Глаз еще не писал, все откладывал, а писать было пора. Оставался месяц. Глаз сказал Антону, что к нему, наверное, приедет отец.

– А ко мне мать не приедет. В отпуске она была. Да и денег у нее нет. Работает техничкой и брат маленький. С кем его оставить?

С мужем мать Антона разошлась.

– Глаз, а я все же думаю из колонии вырваться,— говорил Антон.— Я первому секретарю нашего райкома написал несколько писем и отправил через шоферов. Одно письмо — еще из больнички. Ругаю его матом, стращаю, что как освобожусь — замочу. Каким матом я его крою, ты почитал бы!

– А зачем?

– Как зачем? Надоест ему письма мои получать — он отнесет их в милицию. Они меня за хулиганство и угрозы — к уголовной ответственности. Вызовут. Раскрутят. За мелкое хулиганство добавят год. Зато я из Одляна вырвусь. Прокачусь по этапу. В тюрьме посижу. А там и на взросляк.

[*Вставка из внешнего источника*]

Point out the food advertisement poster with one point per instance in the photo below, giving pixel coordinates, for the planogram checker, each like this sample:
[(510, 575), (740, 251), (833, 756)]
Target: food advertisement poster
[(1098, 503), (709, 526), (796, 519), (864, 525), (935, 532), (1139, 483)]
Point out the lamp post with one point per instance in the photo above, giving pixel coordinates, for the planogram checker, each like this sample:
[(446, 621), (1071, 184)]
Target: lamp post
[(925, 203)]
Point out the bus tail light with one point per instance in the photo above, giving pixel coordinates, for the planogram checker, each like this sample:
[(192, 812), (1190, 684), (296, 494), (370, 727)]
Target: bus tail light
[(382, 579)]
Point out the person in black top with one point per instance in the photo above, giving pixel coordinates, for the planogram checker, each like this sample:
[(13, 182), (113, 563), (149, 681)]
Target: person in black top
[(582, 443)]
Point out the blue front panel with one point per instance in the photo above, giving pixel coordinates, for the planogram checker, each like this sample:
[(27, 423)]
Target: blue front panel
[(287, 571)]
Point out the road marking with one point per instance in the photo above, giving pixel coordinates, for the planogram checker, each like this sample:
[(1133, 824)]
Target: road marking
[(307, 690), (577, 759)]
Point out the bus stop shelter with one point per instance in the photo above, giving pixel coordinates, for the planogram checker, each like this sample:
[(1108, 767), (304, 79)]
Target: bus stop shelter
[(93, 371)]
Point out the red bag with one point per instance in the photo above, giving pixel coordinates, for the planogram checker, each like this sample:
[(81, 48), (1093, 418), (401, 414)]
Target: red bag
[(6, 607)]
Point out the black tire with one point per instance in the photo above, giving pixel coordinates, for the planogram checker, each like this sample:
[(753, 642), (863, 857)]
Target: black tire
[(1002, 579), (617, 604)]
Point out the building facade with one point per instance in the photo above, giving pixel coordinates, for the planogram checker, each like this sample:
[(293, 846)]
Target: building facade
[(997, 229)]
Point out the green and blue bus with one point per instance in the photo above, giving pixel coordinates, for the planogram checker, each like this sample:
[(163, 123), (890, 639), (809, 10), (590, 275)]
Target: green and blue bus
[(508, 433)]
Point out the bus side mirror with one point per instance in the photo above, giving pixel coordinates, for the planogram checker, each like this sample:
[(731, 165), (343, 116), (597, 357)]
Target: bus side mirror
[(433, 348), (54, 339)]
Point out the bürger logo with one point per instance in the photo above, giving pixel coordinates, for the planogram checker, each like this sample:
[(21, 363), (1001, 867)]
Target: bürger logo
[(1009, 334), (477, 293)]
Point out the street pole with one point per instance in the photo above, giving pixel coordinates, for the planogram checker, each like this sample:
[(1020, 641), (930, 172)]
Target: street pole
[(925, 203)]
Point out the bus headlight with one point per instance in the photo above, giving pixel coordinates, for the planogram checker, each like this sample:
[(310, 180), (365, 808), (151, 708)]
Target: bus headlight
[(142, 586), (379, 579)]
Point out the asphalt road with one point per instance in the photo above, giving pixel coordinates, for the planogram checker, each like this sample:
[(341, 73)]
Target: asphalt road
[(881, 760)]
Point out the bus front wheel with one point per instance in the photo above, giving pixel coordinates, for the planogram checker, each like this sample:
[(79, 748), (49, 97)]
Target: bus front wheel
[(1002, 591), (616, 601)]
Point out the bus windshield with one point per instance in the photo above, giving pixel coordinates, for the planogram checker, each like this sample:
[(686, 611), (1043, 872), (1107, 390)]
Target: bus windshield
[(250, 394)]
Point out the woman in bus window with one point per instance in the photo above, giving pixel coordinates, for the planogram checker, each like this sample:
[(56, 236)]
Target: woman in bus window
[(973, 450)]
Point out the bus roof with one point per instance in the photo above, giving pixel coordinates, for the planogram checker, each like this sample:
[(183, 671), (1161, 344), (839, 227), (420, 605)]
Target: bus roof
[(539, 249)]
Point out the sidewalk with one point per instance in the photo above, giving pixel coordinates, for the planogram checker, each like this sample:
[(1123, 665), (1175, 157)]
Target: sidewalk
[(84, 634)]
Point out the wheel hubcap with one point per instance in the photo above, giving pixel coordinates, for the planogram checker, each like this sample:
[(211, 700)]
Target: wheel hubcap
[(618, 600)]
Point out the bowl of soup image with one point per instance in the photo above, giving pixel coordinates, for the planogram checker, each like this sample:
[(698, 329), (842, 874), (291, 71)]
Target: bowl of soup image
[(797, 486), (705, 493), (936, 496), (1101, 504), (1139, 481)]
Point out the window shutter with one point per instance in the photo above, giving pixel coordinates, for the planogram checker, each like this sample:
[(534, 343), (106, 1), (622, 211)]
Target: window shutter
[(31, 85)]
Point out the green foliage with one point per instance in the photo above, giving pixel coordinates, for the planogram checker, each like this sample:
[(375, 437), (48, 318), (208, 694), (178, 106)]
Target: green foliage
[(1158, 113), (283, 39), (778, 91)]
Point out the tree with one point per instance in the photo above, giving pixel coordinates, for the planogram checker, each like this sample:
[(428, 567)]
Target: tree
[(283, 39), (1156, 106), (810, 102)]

– А не боишься, что первый секретарь райкома может письма в колонию переслать, и тогда с тобой здесь будут разбираться? Прикажет хозяин на толчок сводить. И отнимут полжизни. Я тебе не советую такие письма писать.

– Да не пошлет он их сюда. Откуда он знает, что меня за это могут избить? Нет, я рассчитываю — он письма в милицию отнесет.

Солнце садилось. Около пятого отряда — а он стоял напротив седьмого — вор Каманя в окружении шустряков играл на гитаре и пел песни. Глаз, остановившись невдалеке, слушал. Песни брали за душу. К Глазу подошли пацаны.

По бетонке, шатаясь, шел вор первого отряда Ворон.

– Смывайся, Глаз, — сказал Антон, — он пьяный любит моргушки ставить.

Парни быстрым шагом пошли в отряд, а впереди них понесся Ротан — так кликали парня. В отряде он ел больше всех и всегда — голоден. Глаз шел медленно.

– Стой! — крикнул Ворон.

Глаз мог ломануться. Вор за ним не побежит. Но Глазу все надоело. Он знал, что пацаны после двух моргушек Ворона отрубались. Глаз остановился.

– С какого отряда? — спросил Ворон, подойдя.

– С седьмого.

Ворон сжал руку. Сейчас закатит моргушку. Но он, разглядывая Глаза, медлил и, разжав руку, спросил:

– Как у тебя кликуха?

– Глаз.

– Глаз, я сегодня пьяный и обкайфованный, хочу кому-нибудь пару моргушек закатить. Но тебе не буду. — Ворон помолчал, глядя на Глаза, и спросил: — Кайфонуть хочешь?

– Хочу, — ответил Глаз.

Ворон протянул кайфушку.

– Кайфуй, Глаз, кайфуй.

Глаз двинул мимо отряда в толчок, на ходу вдыхая пары ацетона. Перед глазами пошли оранжевые круги. «Так, хватит, — подумал он, — а то на построении заметят». В туалете Глаз выбросил бумагу, а вату положил в карман. Он решил кайфануть после отбоя.

По дороге в отряд Глаз приложился к вате, боясь, как бы пары ацетона не выдохлись, пока будет проходить вечерняя поверка. Но она прошла быстро, и Глаз, разобрав постель, с головой нырнул под одеяло, и стал кайфовать. Ацетон почти выдохся, и кайфовать было неприятно. Но Глаз неплохо заторчал и стал думать, как ему, обманув всех рогов, воров и Кума, вырваться из Одляна.

Обкайфованному Глазу приходили дерзкие мысли. Ему хотелось подпалить барак. Пусть сгорит, а отряд расформируют. В другом отряде житуха, быть может, будет лучше.